Well, it’s everything we’ve come to expect, right? The casual demagoguery, the ignorant superficiality—and, of course, the protestation that he, Trump, is the most empathetic of humans, much more than the haters and losers and fake-newsers. He loves poor people, just like he loves the Hispanics, and just like some Mexicans, he assumes, are good people. It’s a crucial part of Trump’s rhetorical approach; the way he flatters and lies to himself. I’m like the least racist person you could know. I’m humble in ways that would surprise you. I don’t know who believes this anymore.

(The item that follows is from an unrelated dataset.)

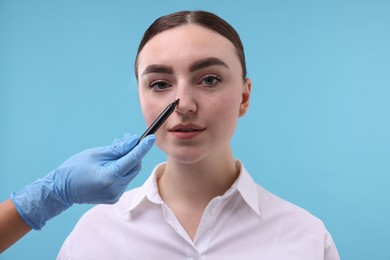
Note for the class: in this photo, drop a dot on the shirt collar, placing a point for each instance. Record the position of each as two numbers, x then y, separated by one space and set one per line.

I’d say that the kind of people who went to that rally still do, but on further reflection I’d bet that even half of them don’t believe that Donald Trump loves poor people. That even though they know it’s not true, they love that he says it, because they know that in saying it, he’s driving his critics up a wall.
This is an important thing to understand about the relationship between Trump and his supporters, from rank-and-file people to big shots like Sean Hannity. They want him to lie. In some ways, the bigger and more easily refutable the better. His lies are a vital weapon in the attack they see him waging on their behalf against convention and normalcy.
So that’s the first element, the obviously false protest of empathy. Second is the ignorant superficiality. Because this is the kind of thinking we want, he said. Sure, sounds right on the surface. Of course we want billionaires shuffling around billions and trillions of dollars.
Or do we? Alexander Hamilton, the nation’s first secretary of the Treasury, was never a wealthy man. He married into wealth (one of Schuyler sisters made famous by the play), but the family riches were not readily accessible to him, and he eventually resigned from George Washington’s cabinet because he couldn’t support his family on the meager salary.
I think most people would say Hamilton was nevertheless a pretty good man at Treasury. He set up the first national bank. He consolidated the country’s debts and paid them pretty fairly. He established the mint.
Of course, there were a lot of people who didn’t think much of Hamilton at all, and they were Jeffersonians, the yeoman farmers; who, interestingly enough, were the predecessors of today’s Trump loyalists (more or less). They didn’t like Hamilton because he wasn’t rich enough, though. They didn’t like him because he was (by the standards of the day) a big-government liberal.
In any case, the idea that a non-wealthy person can’t be trusted to handle the country’s money can be refuted by the example of the very first head of the Treasury. It’s true that most Treasury chiefs, even under Democrats, are people who’ve made plenty of money either in industry or finance. But the idea that we need someone like Steven Mnuchin, a hedge-fund guy worth billions whose reverse mortgage business was at one point foreclosing at twice the rate of its competitors, is ridiculous. Again, though, it draws applause from the cheap seats. Sounds right.
And finally, the casual demagoguery. This shows up in the “if you insist.” I am your servant, your most humble servant. As such, my people, if you insist, I will set aside even my own superior judgment to do your bidding!
Trump has said, and will say, many worse things. But this one was revealing all the same about how he uses false humility and misdirection to build a relationship with audience, which eats it up even as they know on some level exactly what he’s doing. They know he’s conning them, but as long as he’s conning the liberal media even more, it’s okay.
But it’s not worth getting too agitated over. He’s at 36 percent, which probably means that about 25 percent are diehards and the other 11 or so are still willing to give him a chance. But the country is onto him. He’s not fooling anyone, even his fans.